Before the formula can be used to determine torque, there will be certain aspects of the machine that needs to be considered. FIrst, are the lead screw alignments pretty good? Is there anti backlash mechanisms on the machine which will add friction to the linear motion? The next thing to consider is the properties of the machine, because you will need this information in the formula. Ok, so let's give it a try:

To determine torque, lets gather some information. By the way, we are talking about torque during a continual turning motion, not at a holding position. Let's say we are trying to figure out the necessary torque to move the gantry. This motion is on a horizontal plan, so gravity is less important than with a vertical situation, like the z-axis lead screw. We will need to know the number of inches pre revolution. This is pretty easy since it's the screw # of threads per inch. You will also need to know the pi. Pi is half of a circle in radians, or 3.1415927 rounded to the ten millionth. The formula is as follows: Torque = ((weight)(inches/revolution))/2(pi)(efficiency). You are wondering where do I add in things like friction. There is also a formula to determine the weight that considers friction.
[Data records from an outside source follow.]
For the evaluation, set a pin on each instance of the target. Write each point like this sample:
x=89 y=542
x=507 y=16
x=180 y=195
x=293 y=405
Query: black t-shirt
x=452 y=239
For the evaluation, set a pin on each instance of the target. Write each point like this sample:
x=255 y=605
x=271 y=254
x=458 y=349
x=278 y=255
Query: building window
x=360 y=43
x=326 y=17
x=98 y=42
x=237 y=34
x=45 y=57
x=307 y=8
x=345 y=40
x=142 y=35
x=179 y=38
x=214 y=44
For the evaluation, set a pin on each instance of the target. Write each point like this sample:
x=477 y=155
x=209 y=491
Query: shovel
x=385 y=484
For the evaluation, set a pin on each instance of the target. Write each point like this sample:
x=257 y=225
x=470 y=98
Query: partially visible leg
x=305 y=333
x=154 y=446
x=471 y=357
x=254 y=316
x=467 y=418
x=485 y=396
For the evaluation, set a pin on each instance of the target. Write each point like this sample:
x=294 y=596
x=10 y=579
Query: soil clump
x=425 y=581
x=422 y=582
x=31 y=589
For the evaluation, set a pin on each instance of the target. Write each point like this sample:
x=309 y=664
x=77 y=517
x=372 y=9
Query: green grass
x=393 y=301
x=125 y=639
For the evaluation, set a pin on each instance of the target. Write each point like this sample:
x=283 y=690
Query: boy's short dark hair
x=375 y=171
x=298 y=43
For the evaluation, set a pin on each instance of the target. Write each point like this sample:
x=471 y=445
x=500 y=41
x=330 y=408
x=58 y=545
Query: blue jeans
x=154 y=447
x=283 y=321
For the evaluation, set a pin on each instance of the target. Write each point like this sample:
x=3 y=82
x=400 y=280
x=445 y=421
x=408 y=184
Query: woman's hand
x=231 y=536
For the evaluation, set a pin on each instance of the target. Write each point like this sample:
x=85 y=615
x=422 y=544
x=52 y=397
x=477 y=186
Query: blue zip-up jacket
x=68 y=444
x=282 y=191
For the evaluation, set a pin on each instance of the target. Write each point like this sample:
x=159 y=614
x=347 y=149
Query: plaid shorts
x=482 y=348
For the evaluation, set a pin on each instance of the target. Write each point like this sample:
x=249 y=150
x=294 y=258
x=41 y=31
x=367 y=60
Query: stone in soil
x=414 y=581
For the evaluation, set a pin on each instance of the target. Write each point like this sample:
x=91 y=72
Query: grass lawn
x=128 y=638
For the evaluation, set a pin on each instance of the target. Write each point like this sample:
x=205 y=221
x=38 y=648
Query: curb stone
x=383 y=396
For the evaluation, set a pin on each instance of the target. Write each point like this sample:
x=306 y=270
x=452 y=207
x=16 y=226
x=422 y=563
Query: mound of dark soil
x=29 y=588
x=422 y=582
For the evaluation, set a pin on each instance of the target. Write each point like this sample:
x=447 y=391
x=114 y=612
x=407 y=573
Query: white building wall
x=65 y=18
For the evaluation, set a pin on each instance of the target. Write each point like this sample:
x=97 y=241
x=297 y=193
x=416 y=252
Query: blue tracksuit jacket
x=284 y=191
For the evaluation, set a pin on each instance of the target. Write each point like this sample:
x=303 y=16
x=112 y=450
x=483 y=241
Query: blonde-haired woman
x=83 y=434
Should I expose this formula?!? Hmmm... Well, it doesn't hurt... much. Weight = (load being slid)(Coefficient of sliding friction)+force against sliding mechanism. You can use this formula to your hearts content, but I will not use it here for simplicity.

Ok, so, let's say we have a gantry that weighs 50 lbs and the number of inches per revolution is one tenth (1/10 or .1). This is a standard thread pitch for 1/2 ACME screws (sometimes 1/8, depending on your preference). Therefore, the torque (lbs-in or pounds at one inch) requirements will be: torque = (50 (1/10))/2(pi) or 5 / 6.2831854. We will leave out the efficiency of the screw/nut combination for simplicity. We get a value of about .7958 lbs-in. Now your thinking, that number seems WAY low. That's because it's in pound inches and not ounce inches, which is the typical unit in the US for these ratings. There are conversion charts across the internet to convert this number to oz-in, or Nm (Newton Meter). This conversion happens to be 12.7328 oz-in or torque necessary to move the gantry in constant motion. Now remember, this may seem like a low torque requirement, and there is no factor of safety built into this number. There are those characteristics like friction, misalignment, and torque reduction at high speeds, so work in a bit of wiggle room here. The number also shows how powerful a screw mechanism is, and how easy it is to move heavy loads with this mechanism. When looking around for motors, look at their datasheets which should contain a torque curve related to RPM (revolutions per minute). This is where this formula and applying it to the properties of the CNC machine being considered should be used. I would love to receive some feedback on this topic especially if I need correction by the math engineers out there, or if more clarification and simplicity is desired.